Yes, some of the TV and radio show, and newspapers, interviewed and quoted politicians, academics, and gun control advocates to provide a different perspective from LaPierre. But they allowed LaPierre to frame the discussion on his terms.
After LaPierre's speech, America was talking about arming school personnel and blaming video games for the country's shocking epidemic of mass killings rather than focusing on the real culprits -- the gun manufacturers who make military-style weapons and ammunition, the Wall Street banks and lenders who invest in them, and the major retailers, like Walmart, that sell these deadly guns and ammunition to the general public. They are the gun lobby who profit from having weak laws that allow the proliferation of dangerous guns and ammo that result in the United States having the worst record of gun violence of any democracy.

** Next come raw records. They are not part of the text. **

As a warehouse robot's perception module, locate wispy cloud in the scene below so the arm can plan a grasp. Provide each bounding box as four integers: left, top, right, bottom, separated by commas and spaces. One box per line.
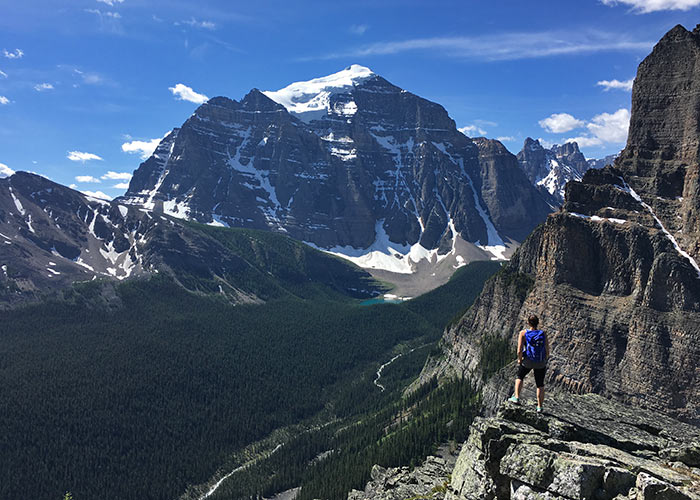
66, 151, 102, 163
168, 83, 209, 104
2, 49, 24, 59
302, 29, 652, 61
81, 191, 112, 201
102, 170, 132, 181
457, 125, 488, 137
564, 108, 630, 147
73, 68, 104, 85
75, 175, 102, 183
174, 17, 216, 30
34, 83, 53, 92
85, 9, 122, 19
122, 137, 162, 160
596, 78, 634, 92
601, 0, 700, 14
0, 163, 15, 177
538, 113, 585, 134
348, 24, 369, 35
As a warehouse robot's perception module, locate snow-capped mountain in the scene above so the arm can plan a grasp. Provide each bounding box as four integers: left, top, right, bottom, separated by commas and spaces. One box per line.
0, 172, 379, 309
121, 65, 550, 273
518, 137, 589, 206
518, 137, 618, 206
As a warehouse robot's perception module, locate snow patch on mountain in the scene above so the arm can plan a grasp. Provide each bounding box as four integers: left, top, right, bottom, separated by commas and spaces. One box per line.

According to the Centers for Disease Control, in 2011 there were 15,953 murders in the United States and 11,101 (30 a day) were caused by firearms. Suicides and unintentional shootings account for another 20,000 deaths by guns each year. Many more people are injured--some seriously and permanently--by gun violence.
This week, as more families in Newtown will be burying their dead loved ones, the media should stop giving LaPierre -- a corporate lobbyist -- a free platform to espouse his predictable pronouncements. It is time for the media to bury Wayne LaPierre where he belongs -- in the business section, not the front pages.
Peter Dreier is professor of politics and chair of the Urban & Environmental Policy Department at Occidental College. His new book is The 100 Greatest Americans of the 20th Century: A Social Justice Hall of Fame (Nation Books).